1. Alkaline Electrolysis (1920s - Present) The workhorse. Uses a liquid potassium hydroxide (KOH) electrolyte. Reliable, cheap materials (nickel), but bulky and inefficient. It cannot ramp up and down quickly, making it poor at pairing with variable wind/solar.

• Efficiency: ~65-70%.

2. PEM Electrolysis (1960s - Present) Developed for the Gemini space program. Uses a solid polymer membrane. Compact, handles high pressure, and ramps instantly. However, it requires Iridium, one of the rarest metals on Earth, and operates in a highly acidic environment.

• Efficiency: ~70-75%.

3. Solid Oxide (SOEC) Uses ceramics at extremely high temperatures (700°C+). Very efficient electrically but requires a massive external heat source. It is fragile and takes hours to turn on or off.

• Efficiency: ~85%+ (thermal dependent).

4. Capillary-Fed (Hysata) This represents a new “fourth state.” It combines the cheap materials of Alkaline (no Iridium required) with the efficiency of Solid Oxide, but operates at mild temperatures (80°C).

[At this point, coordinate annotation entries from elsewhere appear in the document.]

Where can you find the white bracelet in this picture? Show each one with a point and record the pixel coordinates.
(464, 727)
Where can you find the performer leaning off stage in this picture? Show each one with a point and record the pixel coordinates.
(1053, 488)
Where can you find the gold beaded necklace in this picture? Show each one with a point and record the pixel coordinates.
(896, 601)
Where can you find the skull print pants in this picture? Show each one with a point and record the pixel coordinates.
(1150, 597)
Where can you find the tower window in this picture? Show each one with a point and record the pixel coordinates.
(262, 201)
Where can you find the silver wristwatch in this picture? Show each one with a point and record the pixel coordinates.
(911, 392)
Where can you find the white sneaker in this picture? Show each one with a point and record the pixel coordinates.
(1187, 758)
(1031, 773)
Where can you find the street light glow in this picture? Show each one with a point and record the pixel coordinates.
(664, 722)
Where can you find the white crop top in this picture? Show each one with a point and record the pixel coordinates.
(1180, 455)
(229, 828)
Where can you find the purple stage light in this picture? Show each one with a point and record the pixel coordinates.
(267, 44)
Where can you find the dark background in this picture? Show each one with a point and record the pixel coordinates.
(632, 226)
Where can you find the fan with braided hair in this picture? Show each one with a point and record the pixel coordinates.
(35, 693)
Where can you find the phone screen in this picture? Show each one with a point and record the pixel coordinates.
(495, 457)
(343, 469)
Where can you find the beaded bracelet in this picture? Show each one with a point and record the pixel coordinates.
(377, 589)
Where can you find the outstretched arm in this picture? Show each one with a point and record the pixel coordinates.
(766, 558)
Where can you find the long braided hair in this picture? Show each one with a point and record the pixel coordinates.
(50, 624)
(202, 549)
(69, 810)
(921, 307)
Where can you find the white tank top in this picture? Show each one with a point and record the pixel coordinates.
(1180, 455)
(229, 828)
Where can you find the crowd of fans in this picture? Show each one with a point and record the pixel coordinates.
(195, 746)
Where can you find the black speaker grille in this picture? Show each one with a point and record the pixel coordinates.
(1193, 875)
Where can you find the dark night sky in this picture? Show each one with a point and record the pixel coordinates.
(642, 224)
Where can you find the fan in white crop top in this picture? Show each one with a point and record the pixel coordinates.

It solves the Intermittency Matching problem. Because it creates so little heat, it can be driven hard (high current density) when the sun is shining without overheating. This allows operators to run the plant at 5x capacity during peak solar production hours.

Forward-Looking Analysis: 2026 and Beyond

Hysata is currently building its manufacturing headquarters in Port Kembla, Australia (a major steel hub). They are backed by the Clean Energy Finance Corporation (CEFC) and huge heavy industry players.

The Hurdles to Scale Despite the physics working, the challenge is now manufacturing engineering.

• Membrane Consistency: The porous separator must be manufactured perfectly. If the pores are too small, water doesn’t wick fast enough. If too large, they flood.
• Stack Assembly: Assembling thousands of these cells into a 100MW (megawatt) stack without leakages is a non-trivial plumbing challenge.

The “Green Premium” Collapse If Hysata hits its targets by 2026/2027, the global hydrogen roadmap accelerates by about a decade. Most projections (IEA, BloombergNEF) didn’t expect $1.50/kg until the mid-2030s.

Forecasts suggest the first major deployments will effectively appear not in cars (EVs have won that war), but in ammonia plants and steel mills. Australia, with its limitless solar potential, is positioning itself to be the “Saudi Arabia of Green Hydrogen,” exporting the gas (as Ammonia) to energy-starved Japan and Korea.

The Hysata cell proves that the barrier to a hydrogen economy wasn’t money or political will. It was bubbles. And now, they are gone.